Table 3. Data collection at site 1 (no voice recognition).

Task Number of times placed in queue Number of times truncated Number of times interrupted Time spent on task (minutes)
Charting (computer) 161 9 170 668
Charting (paper) 2 2 4 20.5
Dictating 0 0 0 0
Evaluating new patient 7 1 8 352.5
Evaluating old patient 0 0 0 180
Asking nurse question 2 0 2 23.5
Answering nurse question 3 2 5 86.5
Talking with nurse 0 4 4 64
Asking technician question 0 0 0 10
Answering technician question 0 0 0 9
Talking with technician 0 0 0 21.5
Asking medical doctor question 0 0 0 10
Answering medical doctor question 1 1 2 26.5
Talking with medical doctor 0 0 0 107
Asking student question 0 0 0 4.5
Answering student question 0 0 0 8
Talking with student 5 1 6 66.5
Answering patient question 0 0 0 8.5
Answering relative question 0 0 0 28
Offline 0 0 0 60.5
Reviewing old records 1 0 1 44.5
Working on patient disposition 2 0 2 37
Reviewing test results 6 1 7 53
Reviewing radiology report 8 3 11 37
Looking for chart 2 0 2 15
Talking on phone 1 0 1 127
Listening to student presentation 5 0 5 48
Giving orders 1 2 3 49
Performing procedure 0 0 0 149
Writing orders 1 0 1 25.5
Total 208 26 234 2340

 

Table 4. Data collection at site 2 (with voice recognition/dictation).

Task Number of times placed in queue Number of times truncated Number of times interrupted Time spent on task (minutes)
Charting (computer) 22 7 29 129.5
Charting (paper) 3 0 3 32.5
Dictating 44 6 50 333
Evaluating new patient 2 2 4 284.5
Evaluating old patient 4 4 8 168
Asking nurse question 0 2 2 19.5
Answering nurse question 0 0 0 63
Talking with nurse 0 0 0 58
Asking technician question 0 2 2 6.5
Answering technician question 0 0 0 9
Talking with technician 0 0 0 13
Asking medical doctor question 0 0 0 1.5
Answering medical doctor question 0 0 0 3.5
Talking with medical doctor 7 4 11 83
Asking student question 0 0 0 0
Answering student question 0 0 0 2.5
Talking with student 2 0 2 18
Answering patient question 0 0 0 27.5
Answering relative question 0 2 2 16.5
Offline 0 0 0 33.5
Reviewing old records 7 3 10 96
Working on patient disposition 1 1 2 2.5
Reviewing test results 3 1 4 56.5
Reviewing radiology report 0 0 0 9
Looking for chart 0 0 0 11.5
Talking on phone 1 1 2 117
Listening to student presentation 0 0 0 4
Giving orders 0 0 0 41.5
Performing procedure 1 0 1 57.5
Writing orders 7 5 12 102
Total 104 40 144 1800

Overall, the observed physicians spent 29.4% of the time charting using typed data entry (688/2340 minutes) vs 27.5% (495/1800 minutes) using voice recognition data entry. We identified no significant difference was identified between the 2 techniques (p=0.61). No significant differences were observed between the sites with regards to the time spent on direct patient care. Observed physicians spent 30.7% (718/2340 minutes) of their time in direct patient care at the site with typed data entry and 30.8% (554/1800 minutes) at the site using voice recognition data entry (p=0.98).
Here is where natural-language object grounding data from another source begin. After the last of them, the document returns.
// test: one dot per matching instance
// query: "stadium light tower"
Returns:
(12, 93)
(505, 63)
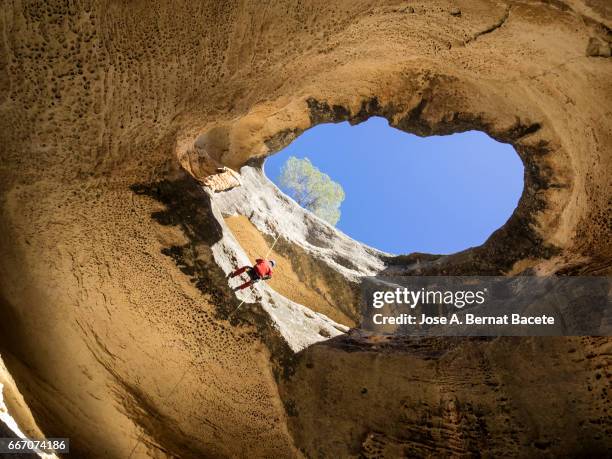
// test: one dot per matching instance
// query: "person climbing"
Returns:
(262, 270)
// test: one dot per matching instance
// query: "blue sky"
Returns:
(404, 193)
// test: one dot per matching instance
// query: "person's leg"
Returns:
(239, 271)
(245, 285)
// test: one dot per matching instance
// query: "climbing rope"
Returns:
(265, 256)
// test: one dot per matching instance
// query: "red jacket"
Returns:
(263, 268)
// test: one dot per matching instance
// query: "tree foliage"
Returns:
(312, 189)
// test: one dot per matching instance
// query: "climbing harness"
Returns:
(265, 257)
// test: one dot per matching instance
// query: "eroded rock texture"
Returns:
(113, 302)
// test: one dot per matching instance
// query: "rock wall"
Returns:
(114, 310)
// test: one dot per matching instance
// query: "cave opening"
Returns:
(404, 193)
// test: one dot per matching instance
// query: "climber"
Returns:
(262, 270)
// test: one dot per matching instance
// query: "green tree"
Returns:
(312, 189)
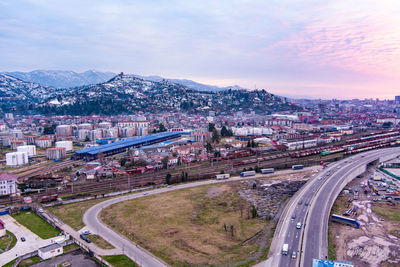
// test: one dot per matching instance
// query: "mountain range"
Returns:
(62, 78)
(67, 79)
(127, 94)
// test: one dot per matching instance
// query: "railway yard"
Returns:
(49, 178)
(370, 199)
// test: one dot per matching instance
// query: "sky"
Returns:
(313, 49)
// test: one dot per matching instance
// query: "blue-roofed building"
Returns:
(327, 263)
(91, 153)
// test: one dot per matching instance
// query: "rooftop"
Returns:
(50, 247)
(7, 176)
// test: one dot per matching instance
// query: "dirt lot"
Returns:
(193, 226)
(377, 241)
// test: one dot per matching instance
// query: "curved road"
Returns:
(311, 207)
(141, 256)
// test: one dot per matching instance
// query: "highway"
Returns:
(91, 219)
(311, 206)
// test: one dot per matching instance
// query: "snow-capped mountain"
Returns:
(63, 78)
(15, 91)
(128, 94)
(191, 84)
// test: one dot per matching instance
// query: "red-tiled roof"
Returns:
(7, 176)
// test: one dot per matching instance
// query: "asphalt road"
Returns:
(139, 255)
(320, 194)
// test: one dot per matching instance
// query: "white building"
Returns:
(2, 228)
(86, 126)
(66, 144)
(30, 149)
(8, 184)
(56, 153)
(43, 142)
(64, 130)
(83, 134)
(50, 251)
(16, 133)
(96, 134)
(105, 125)
(140, 126)
(16, 158)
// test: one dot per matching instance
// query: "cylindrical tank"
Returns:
(16, 158)
(65, 144)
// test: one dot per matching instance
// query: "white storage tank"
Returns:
(64, 130)
(65, 144)
(30, 149)
(16, 158)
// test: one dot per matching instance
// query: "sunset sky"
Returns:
(314, 49)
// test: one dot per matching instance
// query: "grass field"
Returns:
(30, 261)
(10, 264)
(36, 224)
(186, 226)
(120, 261)
(341, 203)
(100, 242)
(72, 214)
(6, 239)
(391, 213)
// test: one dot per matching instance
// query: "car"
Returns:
(86, 232)
(294, 255)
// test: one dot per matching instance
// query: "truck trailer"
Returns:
(345, 220)
(285, 249)
(297, 167)
(248, 173)
(270, 170)
(222, 176)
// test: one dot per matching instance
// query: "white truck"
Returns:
(222, 176)
(285, 249)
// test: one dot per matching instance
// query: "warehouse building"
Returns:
(92, 153)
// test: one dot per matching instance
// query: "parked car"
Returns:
(86, 232)
(294, 255)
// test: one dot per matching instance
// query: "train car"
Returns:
(345, 220)
(247, 173)
(222, 176)
(297, 167)
(270, 170)
(45, 199)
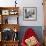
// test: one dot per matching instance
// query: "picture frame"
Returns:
(5, 12)
(30, 13)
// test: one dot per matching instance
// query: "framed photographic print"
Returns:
(5, 12)
(30, 13)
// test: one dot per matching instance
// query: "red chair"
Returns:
(29, 33)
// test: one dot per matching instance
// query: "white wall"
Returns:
(27, 3)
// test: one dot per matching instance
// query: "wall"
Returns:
(27, 3)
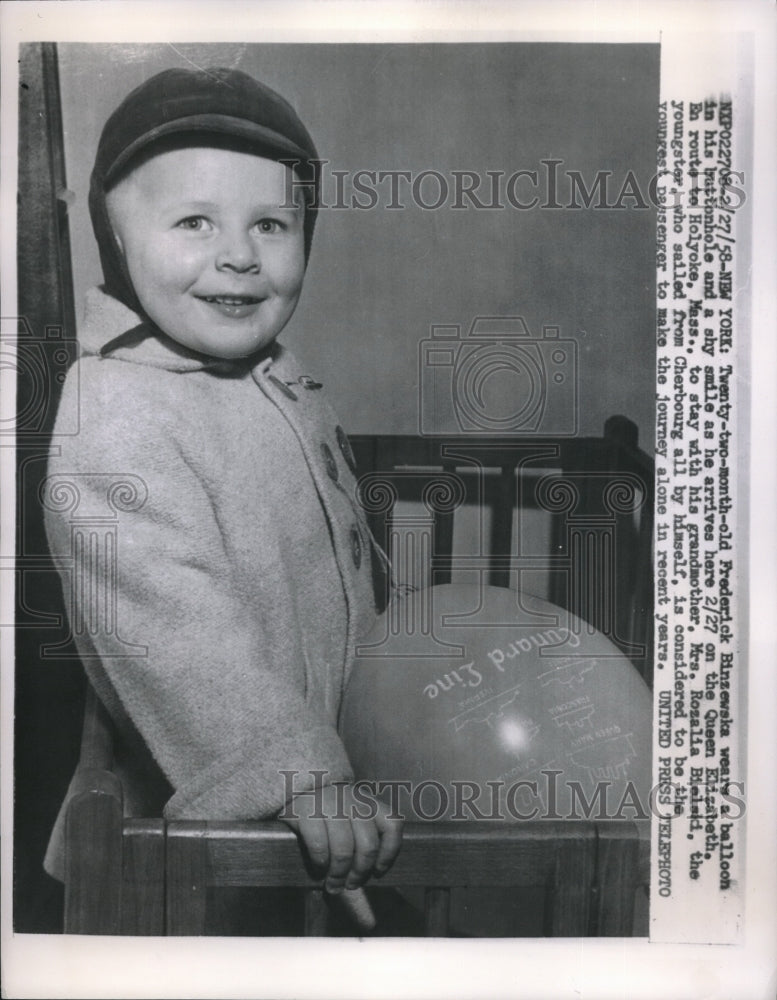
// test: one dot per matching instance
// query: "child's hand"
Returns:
(348, 849)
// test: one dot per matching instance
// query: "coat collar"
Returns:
(106, 319)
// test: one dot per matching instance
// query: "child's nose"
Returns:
(238, 252)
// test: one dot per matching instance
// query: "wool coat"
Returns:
(215, 564)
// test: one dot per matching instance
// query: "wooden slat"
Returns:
(143, 884)
(93, 854)
(617, 876)
(569, 903)
(437, 912)
(188, 878)
(316, 914)
(442, 855)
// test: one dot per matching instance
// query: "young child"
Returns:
(242, 575)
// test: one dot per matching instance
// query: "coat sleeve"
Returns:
(212, 677)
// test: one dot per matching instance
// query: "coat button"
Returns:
(289, 393)
(356, 546)
(329, 462)
(345, 448)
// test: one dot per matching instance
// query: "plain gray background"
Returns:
(379, 279)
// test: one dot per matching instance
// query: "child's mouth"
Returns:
(234, 306)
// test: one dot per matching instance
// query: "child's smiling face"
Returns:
(215, 261)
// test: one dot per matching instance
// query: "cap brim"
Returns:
(264, 138)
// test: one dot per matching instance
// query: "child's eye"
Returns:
(270, 226)
(194, 223)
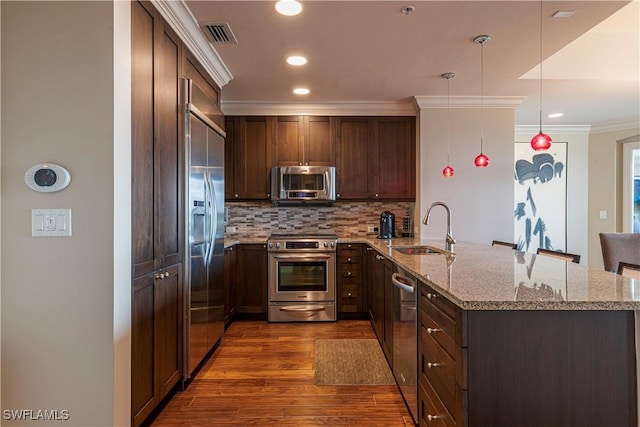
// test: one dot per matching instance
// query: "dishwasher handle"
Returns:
(398, 280)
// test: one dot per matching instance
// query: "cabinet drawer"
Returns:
(430, 329)
(429, 297)
(349, 249)
(436, 317)
(350, 271)
(439, 370)
(356, 259)
(431, 411)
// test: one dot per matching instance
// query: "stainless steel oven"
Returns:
(302, 278)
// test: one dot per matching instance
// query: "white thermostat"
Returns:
(47, 177)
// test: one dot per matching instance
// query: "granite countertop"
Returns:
(483, 277)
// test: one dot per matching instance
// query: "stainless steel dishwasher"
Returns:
(405, 338)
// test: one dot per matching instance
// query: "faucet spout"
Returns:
(449, 241)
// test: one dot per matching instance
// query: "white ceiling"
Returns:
(369, 51)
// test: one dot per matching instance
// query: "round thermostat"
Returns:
(47, 177)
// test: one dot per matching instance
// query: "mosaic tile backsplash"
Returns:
(346, 219)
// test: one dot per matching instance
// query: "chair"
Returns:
(562, 255)
(507, 244)
(619, 247)
(629, 270)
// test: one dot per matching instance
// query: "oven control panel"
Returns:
(302, 245)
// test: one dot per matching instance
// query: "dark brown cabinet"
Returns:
(248, 157)
(157, 236)
(350, 278)
(251, 279)
(303, 140)
(524, 367)
(375, 158)
(380, 298)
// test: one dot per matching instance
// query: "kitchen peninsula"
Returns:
(513, 338)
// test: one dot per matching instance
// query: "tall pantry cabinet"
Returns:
(157, 235)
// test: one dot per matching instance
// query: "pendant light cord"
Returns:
(448, 118)
(540, 66)
(481, 94)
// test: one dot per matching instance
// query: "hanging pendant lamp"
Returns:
(448, 170)
(541, 141)
(481, 160)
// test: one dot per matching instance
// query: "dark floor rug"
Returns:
(351, 362)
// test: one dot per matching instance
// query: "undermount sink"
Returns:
(418, 250)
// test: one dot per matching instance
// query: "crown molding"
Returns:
(347, 108)
(615, 126)
(185, 25)
(469, 101)
(556, 129)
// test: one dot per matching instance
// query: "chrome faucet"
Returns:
(449, 241)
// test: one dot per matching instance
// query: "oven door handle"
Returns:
(302, 308)
(304, 258)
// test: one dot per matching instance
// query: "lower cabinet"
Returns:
(524, 367)
(251, 275)
(230, 290)
(156, 338)
(380, 298)
(349, 280)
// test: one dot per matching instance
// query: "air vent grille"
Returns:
(219, 33)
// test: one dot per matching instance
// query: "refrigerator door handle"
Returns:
(213, 217)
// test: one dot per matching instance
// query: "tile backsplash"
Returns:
(346, 219)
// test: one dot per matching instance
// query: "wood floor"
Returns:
(262, 374)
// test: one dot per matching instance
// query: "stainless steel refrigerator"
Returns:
(204, 213)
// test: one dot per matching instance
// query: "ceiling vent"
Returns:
(219, 33)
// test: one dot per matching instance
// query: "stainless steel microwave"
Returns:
(303, 185)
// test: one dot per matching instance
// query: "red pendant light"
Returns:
(447, 172)
(481, 160)
(541, 141)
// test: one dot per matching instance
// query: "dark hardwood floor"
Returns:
(262, 374)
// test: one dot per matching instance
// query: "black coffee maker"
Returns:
(387, 228)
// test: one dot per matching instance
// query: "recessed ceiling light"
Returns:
(296, 60)
(564, 14)
(288, 7)
(408, 10)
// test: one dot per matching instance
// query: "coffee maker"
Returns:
(387, 228)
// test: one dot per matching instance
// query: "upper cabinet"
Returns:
(248, 157)
(374, 156)
(303, 140)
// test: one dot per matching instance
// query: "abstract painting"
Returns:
(540, 195)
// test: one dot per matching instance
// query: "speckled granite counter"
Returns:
(482, 277)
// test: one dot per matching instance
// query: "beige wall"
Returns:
(57, 293)
(577, 139)
(605, 187)
(481, 199)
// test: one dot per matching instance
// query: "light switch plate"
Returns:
(50, 222)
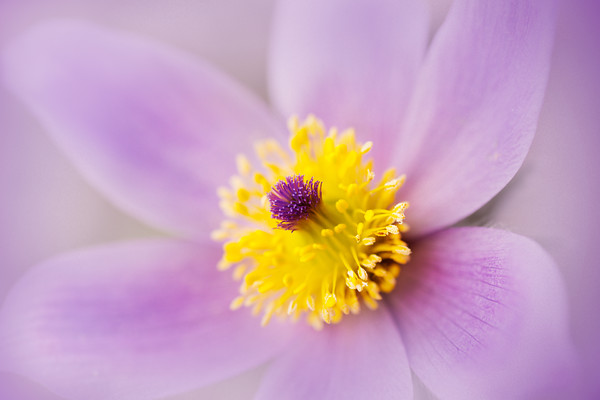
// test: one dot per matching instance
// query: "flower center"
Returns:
(319, 246)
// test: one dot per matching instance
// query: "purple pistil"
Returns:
(293, 200)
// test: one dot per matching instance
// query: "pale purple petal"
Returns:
(351, 63)
(361, 358)
(155, 130)
(475, 107)
(482, 313)
(131, 321)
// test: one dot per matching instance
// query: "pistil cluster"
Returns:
(321, 246)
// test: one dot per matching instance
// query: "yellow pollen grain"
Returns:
(346, 253)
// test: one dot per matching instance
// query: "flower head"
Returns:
(317, 231)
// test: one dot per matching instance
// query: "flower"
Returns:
(156, 131)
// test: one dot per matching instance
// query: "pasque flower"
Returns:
(319, 232)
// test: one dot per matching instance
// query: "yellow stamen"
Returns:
(347, 251)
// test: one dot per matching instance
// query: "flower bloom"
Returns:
(473, 312)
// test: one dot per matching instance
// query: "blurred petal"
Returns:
(482, 313)
(351, 63)
(475, 108)
(361, 358)
(155, 130)
(131, 321)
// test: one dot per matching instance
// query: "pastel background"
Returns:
(47, 208)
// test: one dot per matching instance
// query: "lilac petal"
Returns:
(475, 107)
(351, 63)
(155, 130)
(361, 358)
(483, 315)
(131, 321)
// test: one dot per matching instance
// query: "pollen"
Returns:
(309, 232)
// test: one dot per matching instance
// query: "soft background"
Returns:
(47, 208)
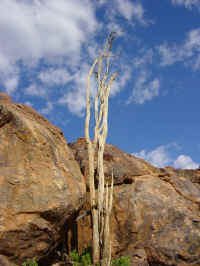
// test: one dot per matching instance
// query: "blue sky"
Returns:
(48, 46)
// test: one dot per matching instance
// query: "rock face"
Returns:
(124, 166)
(156, 216)
(41, 186)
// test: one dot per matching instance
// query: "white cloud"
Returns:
(54, 77)
(131, 10)
(143, 59)
(11, 84)
(35, 90)
(162, 157)
(144, 89)
(187, 3)
(188, 52)
(48, 30)
(47, 109)
(185, 162)
(120, 82)
(75, 98)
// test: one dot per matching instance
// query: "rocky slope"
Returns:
(156, 216)
(43, 184)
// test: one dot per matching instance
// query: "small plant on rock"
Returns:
(30, 262)
(122, 261)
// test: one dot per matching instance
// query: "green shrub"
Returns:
(81, 260)
(122, 261)
(30, 262)
(74, 256)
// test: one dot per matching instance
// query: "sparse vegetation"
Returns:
(30, 262)
(85, 259)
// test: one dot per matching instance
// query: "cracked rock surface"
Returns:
(156, 215)
(41, 185)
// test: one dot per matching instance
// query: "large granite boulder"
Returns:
(124, 166)
(41, 186)
(156, 216)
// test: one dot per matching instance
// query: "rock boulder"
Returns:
(41, 186)
(156, 216)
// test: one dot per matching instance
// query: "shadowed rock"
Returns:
(155, 218)
(41, 186)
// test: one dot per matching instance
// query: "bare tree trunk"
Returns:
(101, 205)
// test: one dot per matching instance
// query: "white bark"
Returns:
(102, 205)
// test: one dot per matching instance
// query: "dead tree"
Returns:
(101, 202)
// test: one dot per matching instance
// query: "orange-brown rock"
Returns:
(41, 186)
(124, 166)
(156, 216)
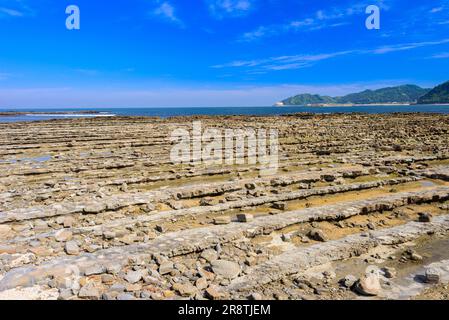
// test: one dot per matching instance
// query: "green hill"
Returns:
(400, 94)
(304, 99)
(439, 94)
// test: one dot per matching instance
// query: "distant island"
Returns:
(399, 95)
(439, 94)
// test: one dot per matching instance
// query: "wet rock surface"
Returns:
(96, 209)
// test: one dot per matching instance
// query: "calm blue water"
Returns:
(169, 112)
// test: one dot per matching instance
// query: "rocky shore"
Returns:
(94, 208)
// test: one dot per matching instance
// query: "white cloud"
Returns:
(229, 8)
(435, 10)
(304, 60)
(320, 20)
(173, 96)
(444, 55)
(167, 11)
(10, 12)
(408, 46)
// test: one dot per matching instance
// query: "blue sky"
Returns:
(214, 52)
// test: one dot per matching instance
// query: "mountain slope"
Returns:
(439, 94)
(399, 94)
(304, 99)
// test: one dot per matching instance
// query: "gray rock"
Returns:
(209, 255)
(222, 220)
(226, 269)
(89, 291)
(166, 268)
(432, 276)
(71, 248)
(94, 208)
(389, 273)
(125, 296)
(95, 269)
(369, 285)
(133, 276)
(117, 287)
(63, 235)
(245, 217)
(280, 206)
(348, 281)
(317, 235)
(425, 217)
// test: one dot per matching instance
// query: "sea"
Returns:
(50, 113)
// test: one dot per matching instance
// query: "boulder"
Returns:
(226, 269)
(369, 285)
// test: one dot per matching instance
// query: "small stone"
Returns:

Regarding interruption data, EPs who used typed data entry were interrupted 5.33 times an hour compared to 3.47 times an hour using voice recognition data entry. This difference was statistically significant (p=0.017). Although the students are not allowed to chart for attendings, there did appear to be a difference in the time spent interacting with students between the sites (5.4% of physician task time at Site 1 and 1.4% at Site 2).

DISCUSSION

Our study data indicate there is no difference in the amount of time EPs spend charting between the 2 data entry techniques examined at our study sites. When comparing the 2 sites it is important to note that at Site 2 time allotted overall for charting involved 2 categories, “dictating” (333 minutes) and “charting (computer)” (129.5 minutes). In reviewing the notes from the observers, “charting (computer)” correlated with the time spent by providers reviewing and correcting their dictations. This indicated that although EPs spent less time dictating at Site 2 than EPs at Site 1 did with traditional charting, the time savings were spent on correcting dictated charts. This is somewhat consistent with previous studies that found voice recognition data entry led to more average corrections per chart and more time for review and correction than that compared with tradition dictation using a transcription service.12,13,17–19 These studies have also suggested a steep learning curve for physicians to become efficient with this technology. Through our search in the literature, there were no studies or guidelines as to how long it takes physicians to become efficient with voice recognition data entry. The voice recognition site studied had 10 months of experience with the system compared to 8 years of experience in the typed data entry site. This experience discrepancy may have had an effect on the data collected as there is a chance efficiencies may be gained with continued use. However, Kennebeck et al. reported a return to a steady-state workflow after 3 months of implementing a EHR in a pediatric ED.20 It is unknown the magnitude of efficiency gains that would occur after 10 months of continued use of the voice recognition data entry system.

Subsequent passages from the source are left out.